UP is a mechanical method that can be applied to a weld to reduce tensile residuals tresses and locally modify the weld geometry to improve fatigue performance and prolong fatigue life. Furthermore, it can reshape the appearance of welding toe and intensify the strength by surface engineering.

Technoweld Director Graham Fry says “the technology is unique as it induces a compressive stress rather than a tensile (or tension) stress. For material to crack, it needs to be in tension, it needs to be pulling apart. UP puts in a compressive stress at the toe of the weld, right where you have the highest stress. If something is in compression it can’t crack because it’s actually pushing together. That’s the difference between this method and all the other fatigue improvement methods.”

UP was developed in 1972 by two Russian scientists to enhance the fatigue and corrosion attributes of ship and submarine structures. It is now utilised in defence, aerospace, mining, offshore drilling, shipbuilding, infrastructure, automotive, energy production, construction, and other industry sectors.

The ability and the speed in which it can be applied is more efficient than Tig Toe remelting, and rotary burr methods, it is much more controlled and much more effective to improve fatigue performance and can save downtime of plant equipment assets which are often millions of dollars a day.

In order to implement UP technology locally, Graham has spent five years extensively researching and testing the technology. His research has put him in contact with one of the original Russian developers, who he is still talking with today. He has undertaken training in the US and brought US and European experts to Australia to learn their techniques. Of the extensive technology trials he has undertaken he says “we’ve had a number of different cases where items were in a high fatiguing environment, they were lasting about 12 weeks. Through this treatment we pushed it out to 24 weeks, then out to 36. We’ve got proven examples, not just theory, that this technology works.”

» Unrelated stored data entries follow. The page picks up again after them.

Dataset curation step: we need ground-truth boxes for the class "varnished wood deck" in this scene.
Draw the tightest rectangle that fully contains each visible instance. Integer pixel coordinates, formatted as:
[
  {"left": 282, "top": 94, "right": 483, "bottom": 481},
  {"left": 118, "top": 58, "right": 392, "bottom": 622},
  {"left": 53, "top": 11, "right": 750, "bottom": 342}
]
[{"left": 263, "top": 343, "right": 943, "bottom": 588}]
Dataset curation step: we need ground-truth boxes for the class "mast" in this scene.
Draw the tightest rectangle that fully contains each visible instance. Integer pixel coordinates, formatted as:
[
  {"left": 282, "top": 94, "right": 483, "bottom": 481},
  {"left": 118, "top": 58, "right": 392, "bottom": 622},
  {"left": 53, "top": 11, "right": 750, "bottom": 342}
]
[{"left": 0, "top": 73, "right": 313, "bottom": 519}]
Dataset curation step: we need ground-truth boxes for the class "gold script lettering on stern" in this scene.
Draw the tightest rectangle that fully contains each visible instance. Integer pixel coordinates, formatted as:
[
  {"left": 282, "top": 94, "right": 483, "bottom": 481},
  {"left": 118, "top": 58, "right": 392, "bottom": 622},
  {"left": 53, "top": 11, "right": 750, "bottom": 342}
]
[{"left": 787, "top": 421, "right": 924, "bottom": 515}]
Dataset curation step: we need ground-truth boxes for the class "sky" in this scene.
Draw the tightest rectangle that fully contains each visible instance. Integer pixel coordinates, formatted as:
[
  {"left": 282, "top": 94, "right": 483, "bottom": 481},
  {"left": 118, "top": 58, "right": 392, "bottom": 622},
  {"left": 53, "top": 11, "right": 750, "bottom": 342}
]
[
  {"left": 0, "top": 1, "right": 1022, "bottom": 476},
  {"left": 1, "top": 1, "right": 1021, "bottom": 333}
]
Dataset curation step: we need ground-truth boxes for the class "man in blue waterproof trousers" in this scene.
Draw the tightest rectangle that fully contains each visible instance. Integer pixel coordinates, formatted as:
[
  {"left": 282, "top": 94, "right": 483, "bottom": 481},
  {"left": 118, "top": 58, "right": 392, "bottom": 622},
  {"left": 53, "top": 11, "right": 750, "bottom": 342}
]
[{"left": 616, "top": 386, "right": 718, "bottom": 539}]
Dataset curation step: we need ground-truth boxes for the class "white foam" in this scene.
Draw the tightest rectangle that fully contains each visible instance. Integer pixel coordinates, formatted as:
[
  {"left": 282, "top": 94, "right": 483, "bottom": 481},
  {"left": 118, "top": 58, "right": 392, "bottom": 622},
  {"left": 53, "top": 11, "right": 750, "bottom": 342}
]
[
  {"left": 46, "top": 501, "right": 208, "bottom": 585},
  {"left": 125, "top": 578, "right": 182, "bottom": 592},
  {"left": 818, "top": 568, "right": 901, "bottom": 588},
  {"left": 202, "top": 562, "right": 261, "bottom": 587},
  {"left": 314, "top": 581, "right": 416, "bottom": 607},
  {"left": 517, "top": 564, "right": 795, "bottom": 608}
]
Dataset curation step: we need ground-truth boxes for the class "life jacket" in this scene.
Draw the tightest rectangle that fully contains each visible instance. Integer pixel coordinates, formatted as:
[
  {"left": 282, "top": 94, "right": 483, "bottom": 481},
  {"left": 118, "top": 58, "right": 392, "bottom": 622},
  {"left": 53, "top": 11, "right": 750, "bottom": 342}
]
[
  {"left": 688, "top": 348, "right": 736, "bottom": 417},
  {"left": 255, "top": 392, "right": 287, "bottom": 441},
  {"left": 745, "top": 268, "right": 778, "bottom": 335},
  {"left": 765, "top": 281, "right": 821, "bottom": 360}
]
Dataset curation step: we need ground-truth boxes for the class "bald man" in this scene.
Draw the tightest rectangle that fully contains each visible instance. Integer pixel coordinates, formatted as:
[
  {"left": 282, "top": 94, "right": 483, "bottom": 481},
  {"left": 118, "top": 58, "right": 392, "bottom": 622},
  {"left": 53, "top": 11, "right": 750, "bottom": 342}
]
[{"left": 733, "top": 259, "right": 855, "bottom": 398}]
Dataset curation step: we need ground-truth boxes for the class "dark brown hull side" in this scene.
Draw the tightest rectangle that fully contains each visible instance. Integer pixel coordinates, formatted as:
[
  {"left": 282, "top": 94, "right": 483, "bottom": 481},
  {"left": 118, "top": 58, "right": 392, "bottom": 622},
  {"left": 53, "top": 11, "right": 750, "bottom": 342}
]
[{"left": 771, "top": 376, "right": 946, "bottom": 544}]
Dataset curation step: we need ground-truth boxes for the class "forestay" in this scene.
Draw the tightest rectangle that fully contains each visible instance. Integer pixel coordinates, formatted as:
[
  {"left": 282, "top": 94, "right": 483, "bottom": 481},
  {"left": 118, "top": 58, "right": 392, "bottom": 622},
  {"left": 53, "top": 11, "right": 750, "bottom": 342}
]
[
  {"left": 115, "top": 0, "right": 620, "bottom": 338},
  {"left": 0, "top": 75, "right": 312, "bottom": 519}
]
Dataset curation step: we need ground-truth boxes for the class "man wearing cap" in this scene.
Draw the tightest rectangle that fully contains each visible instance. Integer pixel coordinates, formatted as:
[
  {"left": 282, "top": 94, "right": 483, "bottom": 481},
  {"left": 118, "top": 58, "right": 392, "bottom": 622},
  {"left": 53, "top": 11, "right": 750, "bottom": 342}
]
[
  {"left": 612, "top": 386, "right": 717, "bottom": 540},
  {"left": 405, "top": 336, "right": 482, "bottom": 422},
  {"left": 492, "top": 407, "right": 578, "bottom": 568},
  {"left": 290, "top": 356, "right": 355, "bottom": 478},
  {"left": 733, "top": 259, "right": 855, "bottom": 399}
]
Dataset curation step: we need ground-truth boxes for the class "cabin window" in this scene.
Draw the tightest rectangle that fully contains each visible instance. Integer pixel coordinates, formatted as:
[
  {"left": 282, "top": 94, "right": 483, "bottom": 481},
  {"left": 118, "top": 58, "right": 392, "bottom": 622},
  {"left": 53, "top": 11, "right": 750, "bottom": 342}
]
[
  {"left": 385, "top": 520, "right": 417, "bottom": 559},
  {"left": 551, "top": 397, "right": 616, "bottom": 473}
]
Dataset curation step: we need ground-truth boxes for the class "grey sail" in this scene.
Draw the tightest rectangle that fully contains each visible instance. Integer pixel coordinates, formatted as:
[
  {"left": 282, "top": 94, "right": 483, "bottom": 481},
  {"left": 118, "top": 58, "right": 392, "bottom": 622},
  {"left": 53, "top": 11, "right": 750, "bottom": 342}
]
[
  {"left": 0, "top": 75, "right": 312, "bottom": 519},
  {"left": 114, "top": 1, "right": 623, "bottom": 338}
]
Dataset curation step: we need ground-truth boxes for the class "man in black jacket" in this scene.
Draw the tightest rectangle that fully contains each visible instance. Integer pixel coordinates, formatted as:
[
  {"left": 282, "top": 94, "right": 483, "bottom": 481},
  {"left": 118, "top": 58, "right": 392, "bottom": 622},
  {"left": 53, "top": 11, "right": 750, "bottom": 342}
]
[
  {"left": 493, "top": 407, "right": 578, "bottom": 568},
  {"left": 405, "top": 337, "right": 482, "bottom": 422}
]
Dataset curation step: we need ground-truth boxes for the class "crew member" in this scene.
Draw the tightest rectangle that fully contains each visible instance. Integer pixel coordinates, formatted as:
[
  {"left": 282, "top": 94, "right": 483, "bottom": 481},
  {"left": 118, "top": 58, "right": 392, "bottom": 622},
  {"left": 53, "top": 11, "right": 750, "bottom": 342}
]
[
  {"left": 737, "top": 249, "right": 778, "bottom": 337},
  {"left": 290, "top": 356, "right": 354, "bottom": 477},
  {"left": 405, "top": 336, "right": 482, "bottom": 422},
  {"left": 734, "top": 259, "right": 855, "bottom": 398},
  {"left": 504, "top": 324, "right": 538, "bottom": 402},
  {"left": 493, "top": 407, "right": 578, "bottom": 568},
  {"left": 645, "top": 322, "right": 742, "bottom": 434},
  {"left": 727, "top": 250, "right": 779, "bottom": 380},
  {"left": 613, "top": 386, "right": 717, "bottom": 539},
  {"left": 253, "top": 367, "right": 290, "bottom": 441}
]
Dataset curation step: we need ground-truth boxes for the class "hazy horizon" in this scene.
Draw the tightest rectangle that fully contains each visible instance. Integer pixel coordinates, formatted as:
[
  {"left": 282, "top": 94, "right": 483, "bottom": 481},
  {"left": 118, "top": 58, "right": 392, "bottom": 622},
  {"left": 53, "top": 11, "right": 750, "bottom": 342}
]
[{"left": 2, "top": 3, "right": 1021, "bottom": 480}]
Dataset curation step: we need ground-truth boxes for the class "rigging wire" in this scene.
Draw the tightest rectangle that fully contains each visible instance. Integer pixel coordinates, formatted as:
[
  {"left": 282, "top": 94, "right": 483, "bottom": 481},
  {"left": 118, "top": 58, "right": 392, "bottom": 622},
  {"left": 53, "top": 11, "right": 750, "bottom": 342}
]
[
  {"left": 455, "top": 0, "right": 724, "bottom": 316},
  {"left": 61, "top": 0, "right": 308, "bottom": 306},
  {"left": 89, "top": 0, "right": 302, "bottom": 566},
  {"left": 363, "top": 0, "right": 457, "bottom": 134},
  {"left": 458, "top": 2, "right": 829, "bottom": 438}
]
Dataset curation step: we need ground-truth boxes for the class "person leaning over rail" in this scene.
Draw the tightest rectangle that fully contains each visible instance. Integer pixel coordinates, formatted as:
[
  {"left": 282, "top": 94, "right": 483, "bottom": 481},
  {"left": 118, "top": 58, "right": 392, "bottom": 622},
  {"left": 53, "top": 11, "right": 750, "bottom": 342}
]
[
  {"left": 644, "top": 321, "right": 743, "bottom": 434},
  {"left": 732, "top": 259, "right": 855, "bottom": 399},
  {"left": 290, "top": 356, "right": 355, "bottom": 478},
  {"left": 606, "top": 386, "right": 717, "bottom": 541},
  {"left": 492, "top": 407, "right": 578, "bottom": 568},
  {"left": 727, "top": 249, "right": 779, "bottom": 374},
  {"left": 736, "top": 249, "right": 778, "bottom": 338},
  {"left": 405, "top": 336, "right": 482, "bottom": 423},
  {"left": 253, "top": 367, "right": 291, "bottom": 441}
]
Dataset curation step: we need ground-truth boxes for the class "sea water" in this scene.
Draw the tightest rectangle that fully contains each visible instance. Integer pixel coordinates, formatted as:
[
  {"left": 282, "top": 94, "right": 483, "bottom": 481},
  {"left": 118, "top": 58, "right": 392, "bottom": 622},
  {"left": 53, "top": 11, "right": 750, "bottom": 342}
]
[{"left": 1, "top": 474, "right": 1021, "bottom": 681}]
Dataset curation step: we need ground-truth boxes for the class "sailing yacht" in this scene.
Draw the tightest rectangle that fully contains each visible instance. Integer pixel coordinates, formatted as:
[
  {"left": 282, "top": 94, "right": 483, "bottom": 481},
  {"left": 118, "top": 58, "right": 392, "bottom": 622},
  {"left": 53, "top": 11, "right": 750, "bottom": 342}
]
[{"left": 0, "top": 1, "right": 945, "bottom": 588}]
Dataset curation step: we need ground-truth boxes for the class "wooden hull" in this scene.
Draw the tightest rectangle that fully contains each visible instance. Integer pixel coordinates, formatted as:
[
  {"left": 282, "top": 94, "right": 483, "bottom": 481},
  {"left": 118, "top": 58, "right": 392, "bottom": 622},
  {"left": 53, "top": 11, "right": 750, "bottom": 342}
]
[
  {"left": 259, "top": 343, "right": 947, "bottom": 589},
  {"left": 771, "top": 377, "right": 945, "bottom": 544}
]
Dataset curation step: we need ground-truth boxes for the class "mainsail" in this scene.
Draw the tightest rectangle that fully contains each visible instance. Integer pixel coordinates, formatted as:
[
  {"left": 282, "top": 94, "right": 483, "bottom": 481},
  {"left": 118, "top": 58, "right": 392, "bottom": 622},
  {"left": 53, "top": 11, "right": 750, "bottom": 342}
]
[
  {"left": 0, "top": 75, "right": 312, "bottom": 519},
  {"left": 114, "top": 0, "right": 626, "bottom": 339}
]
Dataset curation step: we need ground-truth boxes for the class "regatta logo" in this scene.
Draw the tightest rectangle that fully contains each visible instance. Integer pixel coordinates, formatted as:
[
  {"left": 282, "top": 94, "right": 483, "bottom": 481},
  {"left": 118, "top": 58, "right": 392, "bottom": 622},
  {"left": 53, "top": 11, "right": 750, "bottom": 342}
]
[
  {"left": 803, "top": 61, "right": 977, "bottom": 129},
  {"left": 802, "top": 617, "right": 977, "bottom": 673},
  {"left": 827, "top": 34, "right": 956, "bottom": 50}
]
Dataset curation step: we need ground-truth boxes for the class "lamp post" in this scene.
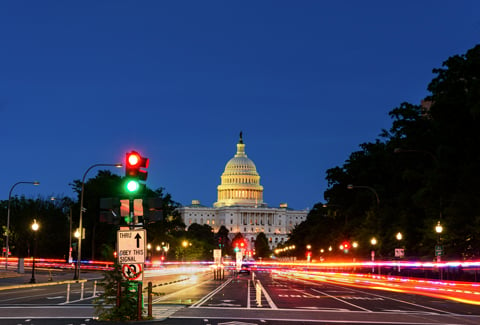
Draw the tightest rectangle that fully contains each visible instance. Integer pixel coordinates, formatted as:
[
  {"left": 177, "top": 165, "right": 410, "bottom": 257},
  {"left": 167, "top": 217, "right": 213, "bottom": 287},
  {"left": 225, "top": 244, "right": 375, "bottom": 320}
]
[
  {"left": 347, "top": 184, "right": 380, "bottom": 206},
  {"left": 435, "top": 221, "right": 443, "bottom": 280},
  {"left": 435, "top": 221, "right": 443, "bottom": 262},
  {"left": 74, "top": 163, "right": 122, "bottom": 280},
  {"left": 395, "top": 232, "right": 403, "bottom": 272},
  {"left": 5, "top": 181, "right": 40, "bottom": 270},
  {"left": 182, "top": 240, "right": 190, "bottom": 263},
  {"left": 370, "top": 237, "right": 377, "bottom": 273},
  {"left": 29, "top": 219, "right": 39, "bottom": 283}
]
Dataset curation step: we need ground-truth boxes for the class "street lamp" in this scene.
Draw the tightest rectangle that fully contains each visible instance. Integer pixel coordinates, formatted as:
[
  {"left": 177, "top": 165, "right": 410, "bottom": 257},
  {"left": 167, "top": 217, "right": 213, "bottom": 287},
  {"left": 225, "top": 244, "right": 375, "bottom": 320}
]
[
  {"left": 435, "top": 221, "right": 444, "bottom": 280},
  {"left": 395, "top": 232, "right": 403, "bottom": 272},
  {"left": 74, "top": 163, "right": 122, "bottom": 280},
  {"left": 396, "top": 232, "right": 403, "bottom": 241},
  {"left": 5, "top": 181, "right": 40, "bottom": 270},
  {"left": 435, "top": 221, "right": 443, "bottom": 262},
  {"left": 347, "top": 184, "right": 380, "bottom": 206},
  {"left": 29, "top": 219, "right": 39, "bottom": 283},
  {"left": 370, "top": 237, "right": 377, "bottom": 273}
]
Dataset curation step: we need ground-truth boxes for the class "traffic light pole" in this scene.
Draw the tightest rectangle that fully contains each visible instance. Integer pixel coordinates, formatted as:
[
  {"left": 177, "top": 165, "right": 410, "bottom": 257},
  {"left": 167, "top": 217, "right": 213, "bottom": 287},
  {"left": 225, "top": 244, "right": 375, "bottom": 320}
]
[{"left": 129, "top": 197, "right": 135, "bottom": 229}]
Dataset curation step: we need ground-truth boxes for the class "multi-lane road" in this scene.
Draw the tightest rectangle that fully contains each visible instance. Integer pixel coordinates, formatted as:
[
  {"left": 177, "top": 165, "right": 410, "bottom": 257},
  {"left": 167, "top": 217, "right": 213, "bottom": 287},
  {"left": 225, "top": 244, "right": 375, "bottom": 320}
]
[{"left": 0, "top": 266, "right": 479, "bottom": 324}]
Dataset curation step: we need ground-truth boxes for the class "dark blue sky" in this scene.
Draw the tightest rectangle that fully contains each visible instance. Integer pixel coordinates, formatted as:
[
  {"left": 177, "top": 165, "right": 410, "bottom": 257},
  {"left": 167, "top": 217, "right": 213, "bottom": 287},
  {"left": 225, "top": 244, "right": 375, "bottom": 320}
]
[{"left": 1, "top": 1, "right": 479, "bottom": 210}]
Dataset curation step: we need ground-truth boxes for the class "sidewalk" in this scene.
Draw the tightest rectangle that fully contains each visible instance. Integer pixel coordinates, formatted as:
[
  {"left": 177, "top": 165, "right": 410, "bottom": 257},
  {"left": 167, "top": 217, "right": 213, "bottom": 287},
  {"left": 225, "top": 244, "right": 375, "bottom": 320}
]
[{"left": 0, "top": 267, "right": 98, "bottom": 290}]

While there are limited suppliers of UP technology in Australia, Technoweld has a distinct competitive advantage, with their intimate knowledge of the technology placing them at the cutting edge. Learn more about how Technoweld implements Ultrasonic Peening here. As a training provider, their welders are trained to ensure they understand and can apply the welding methods to meet the stringent requirements of Australian standard AS 1554 part 5 – Welding of steel structures subject to high levels of fatigue loading. Graham is one of the few individuals that has achieved inspection qualifications by all the major welding institutes around the world.

“We can offer the whole solution. Offering the treatment itself is only one part of it. You have to provide the best possible starting point, otherwise you won’t end up with the best possible finishing point. You have to control how the weld is done prior to treatment. UP can be applied to get double the performance improvement, but at Technoweld, we start at a point that is already four times the performance improvement prior to treatment by ensuring that the weld is done correctly. Then we can double that four times improvement to eight times improvement and that is our real value add,” he says.

“The technology is there to be exploited and take advantage off. Based on all the research, in service application and real life studies it’s a market that’s going to grow. The technology is there to support the defence industry with the upcoming shipbuilding programs, aerospace programs, and all supporting infrastructure such as the Techport upgrade. It is there to support industry as a whole.”

As published in Defence Business, Issue 38, February / March / April 2017.